His humor endeared him to all. He would recall that Coach J. B. Whitworth used to tell the Bulldog team, “We are taking 40 players and Poss.” Nobody laughed harder than Robert E. Poss, third teamer and colorful personality. Poss, later Georgia’s concessionaire, used say about his barbecue and hash, “You eat my product and you think about me all night.” That brought a big laugh from Trippi. Often, Trippi invited me on recruiting/scouting trips to high school games in Atlanta. That meant that I was the beneficiary of a thick steak and a couple of beers after the game. I always took note of his legend, as countless fans at those games would ask for his autograph. The restaurant proprietor always asked to photograph him with staff and customers.
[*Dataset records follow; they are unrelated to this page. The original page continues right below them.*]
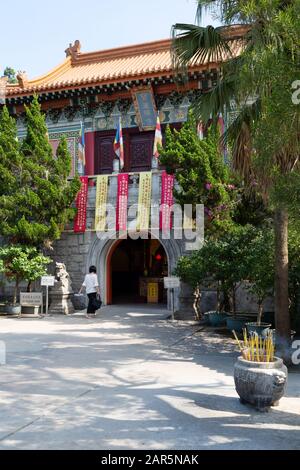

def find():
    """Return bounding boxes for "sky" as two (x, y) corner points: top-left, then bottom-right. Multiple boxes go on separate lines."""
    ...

(0, 0), (219, 79)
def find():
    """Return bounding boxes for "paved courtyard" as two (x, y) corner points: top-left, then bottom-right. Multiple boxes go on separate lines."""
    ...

(0, 306), (300, 450)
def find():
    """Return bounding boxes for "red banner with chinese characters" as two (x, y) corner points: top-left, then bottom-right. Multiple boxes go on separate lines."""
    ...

(160, 171), (175, 231)
(74, 176), (89, 233)
(116, 173), (129, 232)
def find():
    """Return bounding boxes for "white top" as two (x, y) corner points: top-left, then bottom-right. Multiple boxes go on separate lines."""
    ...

(82, 273), (99, 294)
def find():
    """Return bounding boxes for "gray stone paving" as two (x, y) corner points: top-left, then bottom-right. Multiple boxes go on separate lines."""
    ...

(0, 306), (300, 450)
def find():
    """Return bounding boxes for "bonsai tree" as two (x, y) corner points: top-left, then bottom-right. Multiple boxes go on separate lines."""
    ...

(0, 245), (51, 305)
(247, 230), (275, 326)
(0, 97), (80, 250)
(176, 226), (256, 315)
(174, 251), (207, 320)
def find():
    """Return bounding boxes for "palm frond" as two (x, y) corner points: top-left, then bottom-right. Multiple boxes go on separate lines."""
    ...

(196, 0), (218, 24)
(193, 55), (244, 122)
(172, 23), (231, 71)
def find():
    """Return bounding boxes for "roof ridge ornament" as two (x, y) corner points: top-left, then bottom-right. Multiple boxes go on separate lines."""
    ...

(65, 39), (81, 60)
(17, 70), (29, 88)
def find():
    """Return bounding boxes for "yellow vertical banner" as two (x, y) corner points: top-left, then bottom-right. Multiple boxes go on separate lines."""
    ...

(95, 175), (108, 232)
(136, 171), (152, 232)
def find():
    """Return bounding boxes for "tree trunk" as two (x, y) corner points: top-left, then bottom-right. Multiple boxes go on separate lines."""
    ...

(274, 209), (291, 362)
(13, 279), (19, 305)
(193, 287), (202, 320)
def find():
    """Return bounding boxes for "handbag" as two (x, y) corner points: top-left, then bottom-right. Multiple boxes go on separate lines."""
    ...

(93, 295), (102, 310)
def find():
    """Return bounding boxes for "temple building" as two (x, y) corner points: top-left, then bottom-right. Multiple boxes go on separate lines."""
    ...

(1, 29), (240, 310)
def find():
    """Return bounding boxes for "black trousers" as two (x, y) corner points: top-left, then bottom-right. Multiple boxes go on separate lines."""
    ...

(87, 292), (97, 313)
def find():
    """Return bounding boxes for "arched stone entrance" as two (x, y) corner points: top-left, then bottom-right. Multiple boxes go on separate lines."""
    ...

(86, 235), (182, 308)
(107, 238), (169, 304)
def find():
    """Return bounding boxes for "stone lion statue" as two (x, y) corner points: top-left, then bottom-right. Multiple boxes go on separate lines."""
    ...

(55, 263), (72, 292)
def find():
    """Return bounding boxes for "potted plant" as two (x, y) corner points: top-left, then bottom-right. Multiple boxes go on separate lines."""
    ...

(246, 230), (275, 337)
(0, 245), (51, 315)
(233, 330), (288, 411)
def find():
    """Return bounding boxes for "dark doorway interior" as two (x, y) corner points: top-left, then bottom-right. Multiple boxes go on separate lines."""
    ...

(111, 239), (168, 304)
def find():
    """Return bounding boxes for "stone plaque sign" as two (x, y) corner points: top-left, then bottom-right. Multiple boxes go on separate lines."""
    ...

(41, 276), (55, 287)
(164, 277), (180, 289)
(20, 292), (43, 307)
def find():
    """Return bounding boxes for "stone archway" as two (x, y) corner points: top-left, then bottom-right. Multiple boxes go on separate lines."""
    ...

(86, 233), (182, 309)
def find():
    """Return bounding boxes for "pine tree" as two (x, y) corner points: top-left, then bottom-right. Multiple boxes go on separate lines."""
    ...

(0, 107), (22, 229)
(0, 97), (80, 248)
(160, 113), (235, 231)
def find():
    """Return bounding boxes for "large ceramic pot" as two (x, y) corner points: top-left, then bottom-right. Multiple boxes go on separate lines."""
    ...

(234, 357), (288, 411)
(5, 304), (21, 315)
(246, 323), (272, 338)
(208, 312), (227, 327)
(226, 315), (251, 333)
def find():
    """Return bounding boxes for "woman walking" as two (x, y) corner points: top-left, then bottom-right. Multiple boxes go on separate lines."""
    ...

(79, 266), (100, 318)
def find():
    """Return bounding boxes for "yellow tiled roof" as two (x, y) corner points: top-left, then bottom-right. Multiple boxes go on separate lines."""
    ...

(6, 25), (246, 97)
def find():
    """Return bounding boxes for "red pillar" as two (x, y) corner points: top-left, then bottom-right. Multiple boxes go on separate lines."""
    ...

(84, 132), (95, 176)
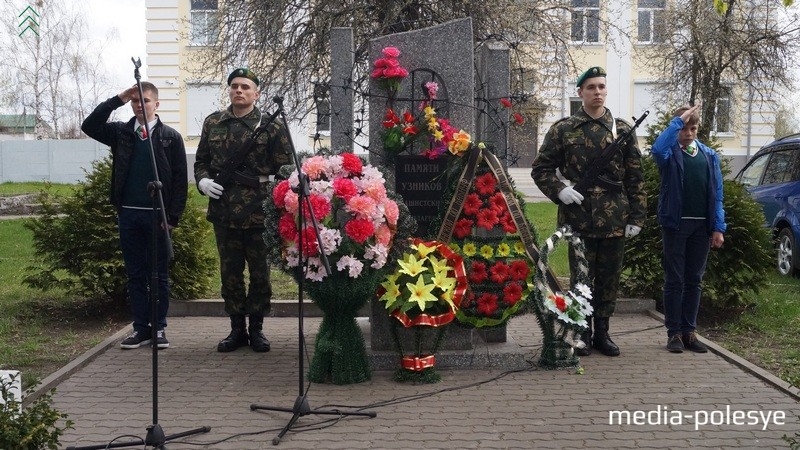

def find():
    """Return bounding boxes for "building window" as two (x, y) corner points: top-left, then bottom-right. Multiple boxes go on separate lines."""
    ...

(638, 0), (666, 44)
(572, 0), (600, 42)
(714, 86), (733, 133)
(189, 0), (219, 45)
(186, 83), (221, 136)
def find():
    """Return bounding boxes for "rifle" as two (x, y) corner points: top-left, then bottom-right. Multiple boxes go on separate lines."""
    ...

(574, 111), (650, 196)
(214, 108), (280, 189)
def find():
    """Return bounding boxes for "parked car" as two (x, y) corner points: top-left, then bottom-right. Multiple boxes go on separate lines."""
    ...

(736, 133), (800, 276)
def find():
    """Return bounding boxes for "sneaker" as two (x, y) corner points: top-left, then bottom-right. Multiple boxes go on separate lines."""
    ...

(667, 334), (683, 353)
(119, 331), (150, 349)
(156, 330), (169, 349)
(683, 331), (708, 353)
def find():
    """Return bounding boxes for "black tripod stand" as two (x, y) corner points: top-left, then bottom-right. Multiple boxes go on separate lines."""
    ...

(67, 58), (211, 450)
(250, 97), (377, 445)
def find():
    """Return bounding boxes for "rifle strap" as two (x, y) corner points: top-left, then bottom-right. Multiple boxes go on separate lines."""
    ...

(222, 113), (266, 174)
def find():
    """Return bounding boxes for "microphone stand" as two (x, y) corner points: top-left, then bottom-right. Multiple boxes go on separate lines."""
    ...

(67, 58), (211, 450)
(250, 96), (377, 445)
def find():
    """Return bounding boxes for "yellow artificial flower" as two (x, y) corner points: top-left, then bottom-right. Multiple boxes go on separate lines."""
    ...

(463, 242), (478, 256)
(447, 130), (472, 155)
(411, 242), (436, 259)
(497, 242), (511, 256)
(398, 254), (428, 277)
(406, 277), (438, 311)
(428, 255), (450, 273)
(380, 274), (401, 310)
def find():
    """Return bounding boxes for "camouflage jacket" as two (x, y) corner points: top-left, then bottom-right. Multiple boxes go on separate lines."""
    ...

(194, 107), (292, 228)
(531, 109), (647, 238)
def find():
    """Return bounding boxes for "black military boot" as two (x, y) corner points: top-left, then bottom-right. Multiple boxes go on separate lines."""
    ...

(217, 315), (247, 353)
(575, 317), (592, 356)
(592, 317), (619, 356)
(247, 314), (269, 353)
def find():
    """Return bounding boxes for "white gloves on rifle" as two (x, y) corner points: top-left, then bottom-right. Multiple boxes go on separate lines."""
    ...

(558, 186), (583, 205)
(197, 178), (225, 199)
(625, 225), (642, 237)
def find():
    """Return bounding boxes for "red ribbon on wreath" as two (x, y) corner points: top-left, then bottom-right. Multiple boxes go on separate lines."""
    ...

(400, 355), (436, 372)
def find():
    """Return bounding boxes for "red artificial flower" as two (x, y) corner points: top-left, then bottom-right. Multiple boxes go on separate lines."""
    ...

(469, 261), (489, 283)
(278, 213), (297, 242)
(403, 125), (419, 134)
(464, 192), (483, 216)
(478, 293), (497, 316)
(344, 219), (375, 244)
(508, 260), (531, 281)
(453, 219), (473, 239)
(500, 214), (517, 233)
(333, 178), (358, 201)
(303, 194), (331, 221)
(489, 261), (509, 284)
(301, 227), (319, 256)
(489, 192), (508, 216)
(475, 172), (497, 195)
(553, 295), (567, 312)
(272, 180), (289, 208)
(503, 283), (522, 306)
(478, 208), (499, 230)
(342, 153), (364, 175)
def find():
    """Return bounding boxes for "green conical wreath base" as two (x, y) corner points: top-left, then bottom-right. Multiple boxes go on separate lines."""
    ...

(306, 271), (378, 384)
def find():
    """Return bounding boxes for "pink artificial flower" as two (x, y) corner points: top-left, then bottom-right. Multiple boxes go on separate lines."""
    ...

(344, 219), (375, 244)
(381, 47), (400, 58)
(303, 194), (331, 221)
(375, 224), (392, 247)
(333, 178), (358, 201)
(342, 153), (364, 175)
(347, 195), (377, 219)
(383, 198), (400, 226)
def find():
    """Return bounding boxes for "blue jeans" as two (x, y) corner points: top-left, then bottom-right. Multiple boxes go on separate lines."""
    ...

(119, 208), (169, 334)
(662, 219), (711, 336)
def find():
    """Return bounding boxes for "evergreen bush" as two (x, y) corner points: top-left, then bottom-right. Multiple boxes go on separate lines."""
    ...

(23, 156), (217, 302)
(0, 372), (72, 450)
(622, 110), (773, 310)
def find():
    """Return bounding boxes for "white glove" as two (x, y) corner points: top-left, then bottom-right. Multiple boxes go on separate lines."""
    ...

(197, 178), (225, 199)
(558, 186), (583, 205)
(625, 225), (642, 237)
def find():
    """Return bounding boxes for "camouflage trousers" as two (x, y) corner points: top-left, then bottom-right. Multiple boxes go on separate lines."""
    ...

(214, 225), (272, 316)
(569, 237), (625, 317)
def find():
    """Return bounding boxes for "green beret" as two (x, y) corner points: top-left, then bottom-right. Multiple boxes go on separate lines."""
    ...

(228, 67), (259, 86)
(575, 66), (607, 87)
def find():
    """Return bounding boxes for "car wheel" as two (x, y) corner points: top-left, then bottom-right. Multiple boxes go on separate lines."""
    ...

(778, 228), (800, 275)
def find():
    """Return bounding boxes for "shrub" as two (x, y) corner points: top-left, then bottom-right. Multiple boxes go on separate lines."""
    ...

(23, 157), (216, 302)
(0, 378), (72, 450)
(622, 110), (772, 310)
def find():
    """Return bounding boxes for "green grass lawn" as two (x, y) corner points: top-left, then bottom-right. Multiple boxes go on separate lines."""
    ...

(0, 183), (800, 386)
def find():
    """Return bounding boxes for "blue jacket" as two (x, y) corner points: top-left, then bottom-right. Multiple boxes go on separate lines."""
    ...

(650, 117), (728, 233)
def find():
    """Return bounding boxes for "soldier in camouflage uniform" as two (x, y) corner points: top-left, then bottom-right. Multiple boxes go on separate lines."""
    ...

(531, 67), (647, 356)
(194, 69), (292, 352)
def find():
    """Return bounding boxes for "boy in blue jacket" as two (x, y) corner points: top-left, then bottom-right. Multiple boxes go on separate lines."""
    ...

(651, 104), (727, 353)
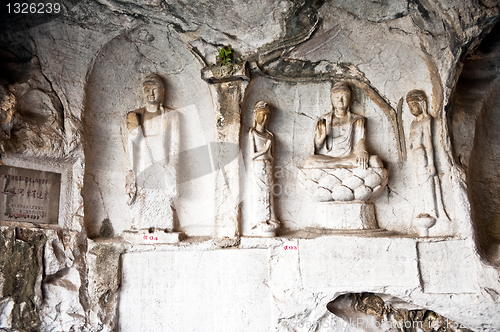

In his day, players did not wear face guards. A mean and underhanded player, John Henry Johnson of the San Francisco 49ers, in preseason 1955, sneaked up on Trippi from the blindside and forearmed Trippi in the face. Trippi’s smashed face resulted in a lengthy hospital stay and extensive plastic surgery. While he had no ties with the mafia, a certain visitor showed up at Trippi’s hospital room with an offer to make retribution. Trippi said no. Later Johnson, knowing what might have been, said he owed his life to Trippi. He knew the implication of that hospital visit. The mafia loved its Italian sports heroes, principally Joe DiMaggio and Trippi.

Trippi, the ultimate competitor, would scratch your very eyes out for victory on the football field. I once asked him if he ever hunted, thinking he might, like many athletes, have enjoyed wing shooting? He said, with impactful humility, “Oh, no. I could never kill a little bird.”

In his senior year in 1946, a year in which he could have turned pro, Trippi led Georgia to the national championship, playing brilliantly in a 20-10 victory over North Carolina in the Sugar Bowl which included a 67-yard TD pass to Dan Edwards. He then signed a $10,000 dollar bonus contract to play a season of minor league baseball with the Atlanta Crackers. He batted .344. In late summer, his Georgia coach, Wallace Butts, asked Cracker owner Earl Mann to release Trippi so he could play in the College All-Star game in Chicago. Trippi, playing in this game for a record fourth time (he would make a fifth in that game as an NFL champion), led the all-stars to an upset victory over the defending NFL champion Chicago Bears, 16-0. He then joined the cross-town Chicago Cardinals and led them to the NFL championship, which begs the question: Has any athlete ever had a better year?

Trippi knew he could hit major league pitching from his experience in the Air Force during WWII. He could have been the first player to play both professional sports. When I asked about that, he said he would not have considered such since “it would not have been fair to either team.” In addition to being one of the greatest athletes who ever lived, Charles Louis Trippi was above all, a team player.